We got married one month later. I moved in with him and our life as newlyweds began. 
We fought all the the time and we both were extremely miserable. 
But everyone told us to just stick it out and that the first year is always hard. So that's what we did. A year and a half later we decided to have the big European wedding we never had. His parents came and stayed with us in our new home before the wedding. This was my first time meeting them and they did not speak English. You can imagine how fun that was. 
Now we are almost two years married and I am not completely happy. And he has told me the same as we'll in many occasions. 
I think back and wish we had the chance to date longer and really got to know one another. I wish we didn't rush into marriage. 
We are two completely different people. We don't like doing any of the same things together. I always compromise for him on things he may like doing and I don't but he never does the same in return. 
I work in an extremely stressful fast passed work environment in the health care field. I work all different shifts and 6-7 days a week. When I come home he still expects me to have a hot homemade dinner on the table, house cleaned, laundry done, his lunch made for work each day, etc. He does not lift a finger in our home because he believes it is the women's job. This is where majority of our fights come form. 
I was not raised this way so I see things differently.
On weekends he wants to sit in the home and stay on his computer. He never wants to go out. 
He yells at me in public and tells me what to do...so I have stopped going out with him. 
I've tried addressing these problems many times...he agrees at the time but never changes his ways. 
I love him but I am not in love with him. 
He usually ignores me and I feel only comes to me when he wants...u know......
I am no longer sexually attracted him. 
He is very selfish and only thinks about him..he never includes me. He has no motivation in life to do better...no goals. 
I don't see myself having kids with him. I even had a really hard time with even taking his last name. 
I know all these feelings are not right. And I'm sure you should not be feeling like this. 
We are both 25 and I feel like it maybe better to get out now before kids and before wasting more unhappy time together. 
I think the one reason why I keep telling myself to stay is because you always believe and hope that maybe thighs could change. also I have the type of European parents who do not believe in divorce and in the past I tried telling them that I was not happy in my marriage they told me to not embarrasses them because of the big wedding we had. 
I'm confused, stuck and need help!!!


----------



## Miss Independent (Mar 24, 2014)

If you don't want a divorce, you can try marriage counseling.


----------



## EleGirl (Dec 3, 2011)

You did not mention him having a job. Does he work? If so how many hours a day?

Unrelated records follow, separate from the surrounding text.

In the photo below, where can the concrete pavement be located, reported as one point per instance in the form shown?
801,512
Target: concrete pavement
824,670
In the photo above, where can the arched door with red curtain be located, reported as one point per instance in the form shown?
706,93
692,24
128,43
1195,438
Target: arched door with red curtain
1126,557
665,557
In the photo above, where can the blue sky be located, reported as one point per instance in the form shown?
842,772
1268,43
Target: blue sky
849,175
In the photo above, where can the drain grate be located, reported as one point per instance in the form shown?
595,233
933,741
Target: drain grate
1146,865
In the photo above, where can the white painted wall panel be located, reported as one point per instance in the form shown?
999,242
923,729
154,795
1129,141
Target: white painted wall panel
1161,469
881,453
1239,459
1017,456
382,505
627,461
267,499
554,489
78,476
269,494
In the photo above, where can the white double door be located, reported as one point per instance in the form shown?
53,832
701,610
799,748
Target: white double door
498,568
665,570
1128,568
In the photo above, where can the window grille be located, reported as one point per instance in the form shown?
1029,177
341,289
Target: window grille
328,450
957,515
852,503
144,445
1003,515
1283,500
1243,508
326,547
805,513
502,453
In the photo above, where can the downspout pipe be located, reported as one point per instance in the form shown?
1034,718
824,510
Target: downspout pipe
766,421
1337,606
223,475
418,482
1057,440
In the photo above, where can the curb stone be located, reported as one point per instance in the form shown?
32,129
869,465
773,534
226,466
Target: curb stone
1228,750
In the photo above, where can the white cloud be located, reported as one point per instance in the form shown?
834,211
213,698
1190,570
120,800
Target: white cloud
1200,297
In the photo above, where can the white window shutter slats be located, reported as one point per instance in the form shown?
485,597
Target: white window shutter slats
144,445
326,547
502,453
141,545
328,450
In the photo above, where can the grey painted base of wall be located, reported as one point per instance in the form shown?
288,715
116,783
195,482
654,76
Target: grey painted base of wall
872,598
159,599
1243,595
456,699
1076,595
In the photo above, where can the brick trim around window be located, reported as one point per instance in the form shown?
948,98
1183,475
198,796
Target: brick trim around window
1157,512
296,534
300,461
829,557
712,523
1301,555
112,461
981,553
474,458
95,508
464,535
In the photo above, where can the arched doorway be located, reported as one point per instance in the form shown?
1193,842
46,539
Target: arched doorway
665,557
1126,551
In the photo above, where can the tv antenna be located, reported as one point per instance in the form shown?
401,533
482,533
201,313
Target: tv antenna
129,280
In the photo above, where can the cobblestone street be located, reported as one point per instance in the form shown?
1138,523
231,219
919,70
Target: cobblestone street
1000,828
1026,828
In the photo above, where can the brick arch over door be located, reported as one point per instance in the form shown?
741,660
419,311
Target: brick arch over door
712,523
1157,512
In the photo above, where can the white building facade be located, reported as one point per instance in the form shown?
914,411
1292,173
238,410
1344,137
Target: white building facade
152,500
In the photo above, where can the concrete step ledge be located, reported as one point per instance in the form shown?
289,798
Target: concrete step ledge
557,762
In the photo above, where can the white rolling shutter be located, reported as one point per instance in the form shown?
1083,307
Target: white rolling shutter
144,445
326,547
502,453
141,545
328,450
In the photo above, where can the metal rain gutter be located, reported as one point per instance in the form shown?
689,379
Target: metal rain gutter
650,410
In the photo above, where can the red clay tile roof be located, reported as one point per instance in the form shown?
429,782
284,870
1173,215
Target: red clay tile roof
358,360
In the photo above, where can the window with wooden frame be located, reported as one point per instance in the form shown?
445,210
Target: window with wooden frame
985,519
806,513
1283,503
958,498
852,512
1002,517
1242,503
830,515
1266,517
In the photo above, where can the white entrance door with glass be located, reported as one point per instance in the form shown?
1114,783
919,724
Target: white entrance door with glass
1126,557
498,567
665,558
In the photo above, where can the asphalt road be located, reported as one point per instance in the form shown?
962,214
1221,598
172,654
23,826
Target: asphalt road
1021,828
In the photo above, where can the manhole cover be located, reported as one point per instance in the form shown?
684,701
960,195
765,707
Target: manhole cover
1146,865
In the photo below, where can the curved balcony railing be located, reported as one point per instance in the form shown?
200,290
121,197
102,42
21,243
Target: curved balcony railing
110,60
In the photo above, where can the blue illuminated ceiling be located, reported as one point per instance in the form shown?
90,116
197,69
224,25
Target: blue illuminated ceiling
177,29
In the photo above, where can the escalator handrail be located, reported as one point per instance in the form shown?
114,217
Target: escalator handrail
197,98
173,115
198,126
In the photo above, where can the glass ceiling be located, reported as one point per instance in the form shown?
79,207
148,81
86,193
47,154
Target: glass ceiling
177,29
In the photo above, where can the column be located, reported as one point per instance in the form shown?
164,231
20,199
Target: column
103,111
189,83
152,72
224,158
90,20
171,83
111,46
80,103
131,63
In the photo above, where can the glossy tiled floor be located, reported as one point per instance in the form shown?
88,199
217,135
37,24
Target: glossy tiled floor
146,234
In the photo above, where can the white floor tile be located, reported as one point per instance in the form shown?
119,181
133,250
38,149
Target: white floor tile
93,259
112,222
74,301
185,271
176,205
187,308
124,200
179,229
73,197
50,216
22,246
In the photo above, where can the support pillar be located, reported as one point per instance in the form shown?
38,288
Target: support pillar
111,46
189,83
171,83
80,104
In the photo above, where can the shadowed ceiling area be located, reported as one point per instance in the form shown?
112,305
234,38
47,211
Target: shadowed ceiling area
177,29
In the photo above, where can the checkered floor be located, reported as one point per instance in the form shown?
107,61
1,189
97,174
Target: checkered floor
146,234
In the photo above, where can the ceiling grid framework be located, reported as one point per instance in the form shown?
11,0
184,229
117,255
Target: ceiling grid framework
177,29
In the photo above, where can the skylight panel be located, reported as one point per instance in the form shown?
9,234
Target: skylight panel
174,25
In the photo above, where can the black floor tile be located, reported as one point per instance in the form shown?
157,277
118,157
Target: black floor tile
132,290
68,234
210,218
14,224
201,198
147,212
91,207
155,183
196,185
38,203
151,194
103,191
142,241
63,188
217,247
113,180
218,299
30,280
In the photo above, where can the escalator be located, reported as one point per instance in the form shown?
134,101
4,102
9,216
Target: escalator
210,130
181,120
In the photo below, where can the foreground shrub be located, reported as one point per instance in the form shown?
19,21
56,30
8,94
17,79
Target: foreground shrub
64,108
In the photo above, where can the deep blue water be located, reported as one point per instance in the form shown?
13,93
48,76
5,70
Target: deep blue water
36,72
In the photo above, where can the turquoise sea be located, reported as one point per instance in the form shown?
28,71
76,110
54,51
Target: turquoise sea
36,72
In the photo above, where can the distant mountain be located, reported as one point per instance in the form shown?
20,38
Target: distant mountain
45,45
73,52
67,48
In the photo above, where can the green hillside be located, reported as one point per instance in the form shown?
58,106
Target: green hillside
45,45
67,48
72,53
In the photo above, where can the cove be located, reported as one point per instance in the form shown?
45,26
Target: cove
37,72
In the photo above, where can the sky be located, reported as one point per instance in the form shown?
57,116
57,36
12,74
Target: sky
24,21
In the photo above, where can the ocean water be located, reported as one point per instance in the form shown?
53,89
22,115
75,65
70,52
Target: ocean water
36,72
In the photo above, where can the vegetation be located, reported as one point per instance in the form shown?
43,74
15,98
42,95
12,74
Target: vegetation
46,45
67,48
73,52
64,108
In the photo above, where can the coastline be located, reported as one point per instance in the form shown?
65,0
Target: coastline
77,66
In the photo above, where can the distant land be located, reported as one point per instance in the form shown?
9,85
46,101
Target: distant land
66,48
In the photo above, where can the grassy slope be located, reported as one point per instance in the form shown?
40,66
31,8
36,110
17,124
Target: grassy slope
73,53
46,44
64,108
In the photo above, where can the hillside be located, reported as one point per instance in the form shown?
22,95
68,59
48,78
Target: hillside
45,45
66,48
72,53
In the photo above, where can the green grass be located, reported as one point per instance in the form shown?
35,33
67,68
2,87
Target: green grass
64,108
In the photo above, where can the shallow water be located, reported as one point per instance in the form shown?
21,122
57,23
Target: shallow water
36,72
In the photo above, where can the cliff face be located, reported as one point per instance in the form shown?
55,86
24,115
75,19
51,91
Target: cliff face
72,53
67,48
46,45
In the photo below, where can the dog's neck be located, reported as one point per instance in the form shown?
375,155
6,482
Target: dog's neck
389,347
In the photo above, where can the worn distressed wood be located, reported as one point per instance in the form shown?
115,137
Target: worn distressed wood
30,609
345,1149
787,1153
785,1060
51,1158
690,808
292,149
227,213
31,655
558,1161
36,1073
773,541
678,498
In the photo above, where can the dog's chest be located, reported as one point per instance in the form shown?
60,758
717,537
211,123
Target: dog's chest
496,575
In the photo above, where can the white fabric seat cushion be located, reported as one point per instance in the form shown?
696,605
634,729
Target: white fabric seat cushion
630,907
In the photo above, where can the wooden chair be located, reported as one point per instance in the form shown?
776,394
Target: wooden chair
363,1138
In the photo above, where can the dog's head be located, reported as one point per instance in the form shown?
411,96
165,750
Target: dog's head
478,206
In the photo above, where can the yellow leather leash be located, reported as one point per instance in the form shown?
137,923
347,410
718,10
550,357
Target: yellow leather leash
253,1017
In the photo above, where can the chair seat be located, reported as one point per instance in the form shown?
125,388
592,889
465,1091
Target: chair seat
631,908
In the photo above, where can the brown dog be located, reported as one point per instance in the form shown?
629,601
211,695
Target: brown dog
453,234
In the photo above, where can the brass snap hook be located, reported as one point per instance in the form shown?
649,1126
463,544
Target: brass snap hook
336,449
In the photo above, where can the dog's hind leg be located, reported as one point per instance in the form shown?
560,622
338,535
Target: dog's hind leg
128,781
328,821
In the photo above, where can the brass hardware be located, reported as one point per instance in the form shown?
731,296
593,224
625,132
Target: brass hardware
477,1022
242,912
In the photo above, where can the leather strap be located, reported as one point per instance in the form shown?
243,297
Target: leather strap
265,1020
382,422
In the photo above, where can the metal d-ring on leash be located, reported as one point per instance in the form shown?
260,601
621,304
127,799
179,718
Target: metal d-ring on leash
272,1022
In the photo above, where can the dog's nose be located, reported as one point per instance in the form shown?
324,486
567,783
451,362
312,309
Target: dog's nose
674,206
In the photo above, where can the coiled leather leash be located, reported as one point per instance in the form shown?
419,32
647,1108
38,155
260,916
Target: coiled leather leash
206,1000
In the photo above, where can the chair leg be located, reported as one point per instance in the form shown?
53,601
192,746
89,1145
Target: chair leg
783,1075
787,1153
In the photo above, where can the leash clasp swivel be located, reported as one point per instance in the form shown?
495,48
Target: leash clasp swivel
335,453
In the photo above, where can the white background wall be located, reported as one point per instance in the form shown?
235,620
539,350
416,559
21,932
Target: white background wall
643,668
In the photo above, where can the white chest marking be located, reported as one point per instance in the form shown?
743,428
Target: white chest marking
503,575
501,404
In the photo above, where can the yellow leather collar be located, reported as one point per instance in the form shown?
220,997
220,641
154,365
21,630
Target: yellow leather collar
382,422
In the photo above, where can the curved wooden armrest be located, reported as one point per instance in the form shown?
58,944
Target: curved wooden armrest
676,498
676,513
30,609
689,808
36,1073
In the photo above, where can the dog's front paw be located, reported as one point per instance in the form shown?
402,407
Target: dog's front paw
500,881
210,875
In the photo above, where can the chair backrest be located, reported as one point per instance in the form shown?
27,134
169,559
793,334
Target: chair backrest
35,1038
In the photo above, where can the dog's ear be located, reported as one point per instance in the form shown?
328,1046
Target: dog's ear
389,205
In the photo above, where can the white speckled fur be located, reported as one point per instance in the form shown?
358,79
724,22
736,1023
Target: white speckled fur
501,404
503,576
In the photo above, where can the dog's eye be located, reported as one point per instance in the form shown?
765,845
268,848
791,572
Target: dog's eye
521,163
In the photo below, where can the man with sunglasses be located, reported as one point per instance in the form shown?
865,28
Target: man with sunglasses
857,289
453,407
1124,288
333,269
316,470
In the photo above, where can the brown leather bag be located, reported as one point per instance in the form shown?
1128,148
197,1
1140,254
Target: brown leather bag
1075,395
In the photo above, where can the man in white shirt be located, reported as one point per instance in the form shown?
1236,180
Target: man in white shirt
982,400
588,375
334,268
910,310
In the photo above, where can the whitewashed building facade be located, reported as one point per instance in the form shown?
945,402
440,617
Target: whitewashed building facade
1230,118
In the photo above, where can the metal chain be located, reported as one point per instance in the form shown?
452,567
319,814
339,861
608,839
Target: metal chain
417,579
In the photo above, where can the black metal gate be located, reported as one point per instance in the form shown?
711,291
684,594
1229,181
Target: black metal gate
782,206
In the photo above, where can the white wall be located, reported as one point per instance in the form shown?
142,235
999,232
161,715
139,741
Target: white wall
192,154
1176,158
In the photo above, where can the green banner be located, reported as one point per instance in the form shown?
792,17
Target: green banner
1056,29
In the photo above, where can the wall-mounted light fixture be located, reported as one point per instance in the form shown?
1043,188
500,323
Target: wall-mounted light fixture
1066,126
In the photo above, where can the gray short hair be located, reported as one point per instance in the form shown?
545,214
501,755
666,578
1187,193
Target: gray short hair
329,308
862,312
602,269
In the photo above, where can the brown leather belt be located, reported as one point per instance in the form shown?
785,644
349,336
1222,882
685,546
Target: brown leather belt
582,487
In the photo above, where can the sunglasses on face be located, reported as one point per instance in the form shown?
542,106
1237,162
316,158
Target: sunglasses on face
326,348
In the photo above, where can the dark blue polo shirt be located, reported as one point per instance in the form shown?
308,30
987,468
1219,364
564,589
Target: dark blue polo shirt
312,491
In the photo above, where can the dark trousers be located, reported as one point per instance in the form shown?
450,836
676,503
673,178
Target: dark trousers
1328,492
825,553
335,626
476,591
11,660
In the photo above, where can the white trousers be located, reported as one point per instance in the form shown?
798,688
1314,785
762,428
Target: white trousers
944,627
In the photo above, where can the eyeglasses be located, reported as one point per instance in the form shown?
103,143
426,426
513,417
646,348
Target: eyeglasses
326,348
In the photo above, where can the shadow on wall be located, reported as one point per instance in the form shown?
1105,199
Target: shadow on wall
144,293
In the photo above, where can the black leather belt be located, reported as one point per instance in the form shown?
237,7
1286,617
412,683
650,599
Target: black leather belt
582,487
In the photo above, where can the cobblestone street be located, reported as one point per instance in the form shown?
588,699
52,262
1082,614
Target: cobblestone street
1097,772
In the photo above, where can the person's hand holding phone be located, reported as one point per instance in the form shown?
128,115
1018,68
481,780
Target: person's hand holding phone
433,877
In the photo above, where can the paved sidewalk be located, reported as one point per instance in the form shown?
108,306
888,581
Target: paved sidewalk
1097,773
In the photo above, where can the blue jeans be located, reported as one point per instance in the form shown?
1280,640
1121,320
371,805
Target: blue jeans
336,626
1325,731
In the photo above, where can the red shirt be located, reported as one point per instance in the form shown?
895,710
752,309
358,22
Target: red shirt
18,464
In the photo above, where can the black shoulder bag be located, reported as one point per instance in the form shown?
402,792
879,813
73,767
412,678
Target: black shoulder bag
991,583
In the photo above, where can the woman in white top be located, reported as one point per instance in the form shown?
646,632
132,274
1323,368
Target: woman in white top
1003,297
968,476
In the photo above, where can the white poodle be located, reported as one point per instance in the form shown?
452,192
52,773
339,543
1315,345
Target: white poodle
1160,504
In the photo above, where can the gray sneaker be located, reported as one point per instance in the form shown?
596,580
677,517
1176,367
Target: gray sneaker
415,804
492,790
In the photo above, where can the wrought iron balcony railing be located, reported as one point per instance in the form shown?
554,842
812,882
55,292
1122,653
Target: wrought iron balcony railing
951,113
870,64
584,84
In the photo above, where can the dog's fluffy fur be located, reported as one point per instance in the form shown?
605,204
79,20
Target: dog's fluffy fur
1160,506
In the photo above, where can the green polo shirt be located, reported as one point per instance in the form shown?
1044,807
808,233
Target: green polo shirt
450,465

You have two choices here that make any sense at all.

1) Sit him down and tell him: “I’m extremely unhappy with our marriage the way it is. I would like for you to go to marriage counseling with me so that we can work on fixing our marriage. I will not stay is this marriage the way it is.”
Now if you tell him this then you have to be ready to file for divorce if he blows you off. I mean file for divorce the next day. He has to know that you are serious. This kind of talk is often a wakeup call for a person like him. 

2) Just file for divorce. He’s too immature and self-centered for marriage at this time in his life. You have no idea if he will ever grow up. The chances of him ever growing up while married to you are extremely slim as you are letting him slide on all his bad behaviors.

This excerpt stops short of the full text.